Samuel Adindu

Personal information
- Full name: Odera Samuel Onuchukwu Adindu
- Date of birth: 4 June 2006 (age 20)
- Place of birth: Nigeria
- Position: Forward

Team information
- Current team: IK Sirius
- Number: 25

Youth career
- –2024: Future Pro

Senior career*
- Years: Team / Apps / (Gls)
- 2025: Future Pro / 0 / (0)
- 2025: → HTFF (loan) / 15 / (9)
- 2025: Hammarby IF / 0 / (0)
- 2025: → HTFF / 15 / (5)
- 2026–: IK Sirius / 16 / (1)

= Samuel Adindu =

Nigerian footballer

Odera Samuel Onuchukwu Adindu (born 4 June 2006) is a Nigerian professional footballer who plays as a forward for Allsvenskan club IK Sirius.

== Club career ==
In his first season in Sweden, Adindu scored 15 goals and contributed with 4 assists as HTFF narrowly missed out on promotion to Superettan.

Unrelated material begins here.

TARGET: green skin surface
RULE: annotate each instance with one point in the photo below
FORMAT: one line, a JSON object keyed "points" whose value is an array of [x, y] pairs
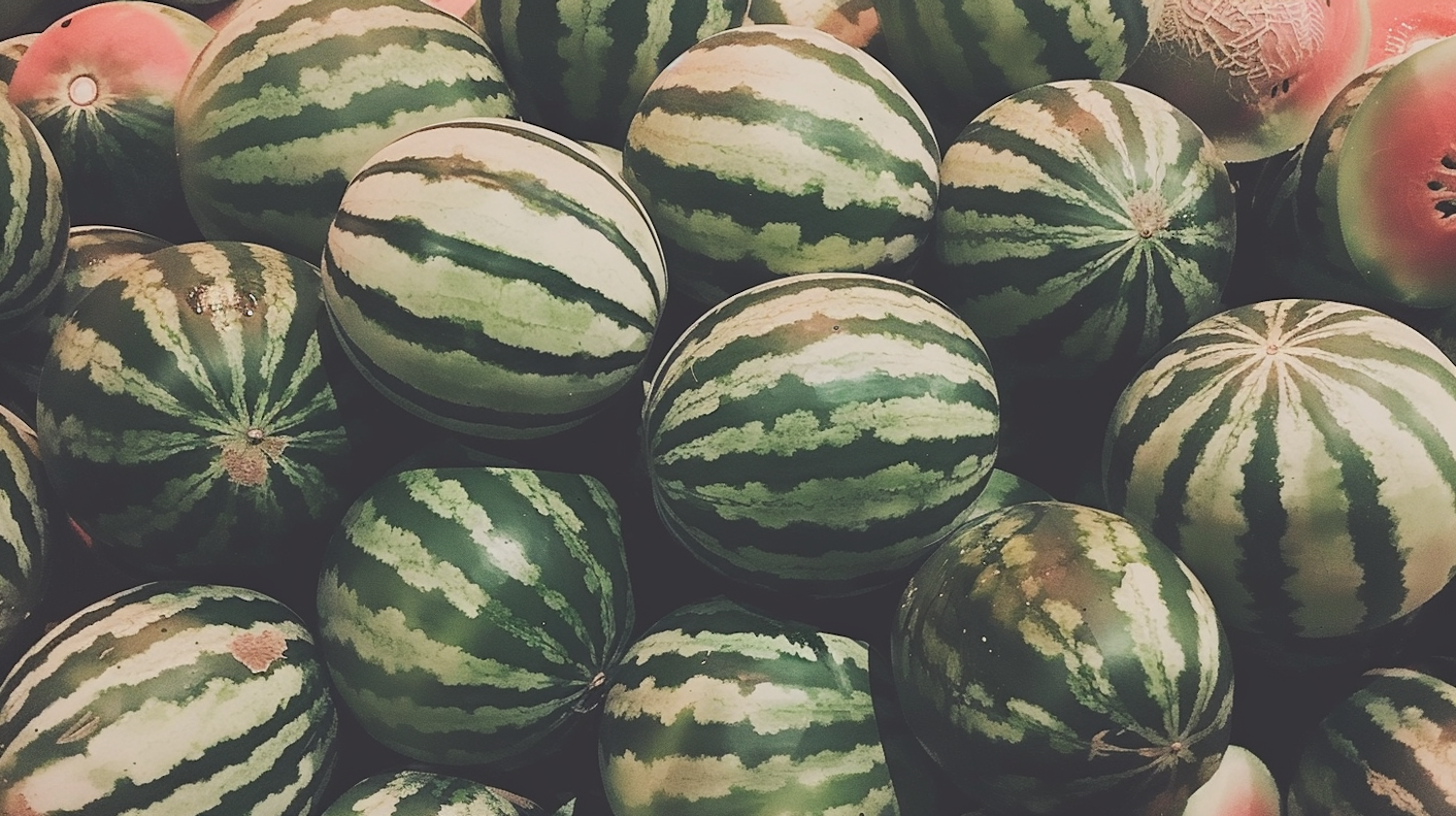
{"points": [[1042, 687], [99, 84], [223, 440], [507, 573]]}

For the 2026 season, Adindu signed with IK Sirius on a contract until the end of 2030 for a reported fee of 5 million SEK. He scored three minutes into his unofficial debut in a 2–1 friendly win vs. Degerfors IF on 24 January 2026. On 4 April 2026, he made his Allsvenskan debut as a substitute in yet another win vs. Degerfors IF, with the game finishing 3–0.